Shi Wenqiang, Fornes Oriol, Mathelier Anthony, Wasserman Wyeth W
Centre for Molecular Medicine and Therapeutics, Department of Medical Genetics, Child & Family Research Institute, University of British Columbia, 950 28th Ave W, Vancouver, BC V5Z 4H4, Canada.
Bioinformatics Graduate Program, University of British Columbia, 2329 W Mall, Vancouver, BC V6T 1Z4, Canada.
Nucleic Acids Res. 2016 Dec 1;44(21):10106-10116. doi: 10.1093/nar/gkw691. Epub 2016 Aug 4.
Diseases and phenotypes caused by disrupted transcription factor (TF) binding are being identified, but progress is hampered by our limited capacity to predict such functional alterations.

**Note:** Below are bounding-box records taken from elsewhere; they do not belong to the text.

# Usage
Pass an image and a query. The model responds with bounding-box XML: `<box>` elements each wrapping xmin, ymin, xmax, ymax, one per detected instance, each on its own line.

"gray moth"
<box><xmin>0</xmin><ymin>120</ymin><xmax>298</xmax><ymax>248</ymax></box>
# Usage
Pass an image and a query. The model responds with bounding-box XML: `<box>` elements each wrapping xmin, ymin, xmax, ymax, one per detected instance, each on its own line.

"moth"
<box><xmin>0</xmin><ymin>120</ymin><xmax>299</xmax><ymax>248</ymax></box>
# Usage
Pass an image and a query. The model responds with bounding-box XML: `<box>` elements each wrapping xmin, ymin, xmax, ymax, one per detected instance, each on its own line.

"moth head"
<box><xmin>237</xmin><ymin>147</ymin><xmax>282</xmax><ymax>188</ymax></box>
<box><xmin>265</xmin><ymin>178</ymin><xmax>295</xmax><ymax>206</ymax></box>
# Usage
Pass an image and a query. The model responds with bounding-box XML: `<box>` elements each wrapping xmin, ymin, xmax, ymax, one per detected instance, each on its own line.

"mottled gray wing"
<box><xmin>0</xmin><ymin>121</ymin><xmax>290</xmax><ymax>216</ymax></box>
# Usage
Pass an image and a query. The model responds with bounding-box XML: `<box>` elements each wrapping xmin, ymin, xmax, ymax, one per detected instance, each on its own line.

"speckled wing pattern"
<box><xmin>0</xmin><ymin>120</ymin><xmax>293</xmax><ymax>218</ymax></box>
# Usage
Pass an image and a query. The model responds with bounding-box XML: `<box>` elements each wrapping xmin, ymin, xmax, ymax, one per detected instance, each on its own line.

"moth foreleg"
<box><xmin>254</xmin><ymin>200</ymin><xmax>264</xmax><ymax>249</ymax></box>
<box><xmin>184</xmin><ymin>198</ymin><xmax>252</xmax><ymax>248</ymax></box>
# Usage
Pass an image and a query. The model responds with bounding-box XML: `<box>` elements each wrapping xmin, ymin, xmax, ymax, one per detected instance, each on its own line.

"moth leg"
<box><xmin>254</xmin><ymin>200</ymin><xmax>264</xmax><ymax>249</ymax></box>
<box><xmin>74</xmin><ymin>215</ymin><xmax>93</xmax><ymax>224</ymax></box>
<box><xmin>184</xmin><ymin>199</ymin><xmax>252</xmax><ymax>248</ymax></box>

Improving predictions may be dependent on expanding the set of bona fide TF binding alterations. Allele-specific binding (ASB) events, where TFs preferentially bind to one of the two alleles at heterozygous sites, reveal the impact of sequence variations in altered TF binding. Here, we present the largest ASB compilation to our knowledge, 10 765 ASB events retrieved from 45 ENCODE ChIP-Seq data sets. Our analysis showed that ASB events were frequently associated with motif alterations of the ChIP'ed TF and potential partner TFs, allelic difference of DNase I hypersensitivity and allelic difference of histone modifications. For TF dimers bound symmetrically to DNA, ASB data revealed that central positions of the TF binding motifs were disproportionately important for binding. Lastly, the impact of variation on TF binding was predicted by a classification model incorporating all the investigated features of ASB events. Classification models using only DNase I hypersensitivity and sequence data exhibited predictive accuracy approaching the models with substantially more features. Taken together, the combination of ASB data and the classification model represents an important step toward elucidating regulatory variants across the human genome.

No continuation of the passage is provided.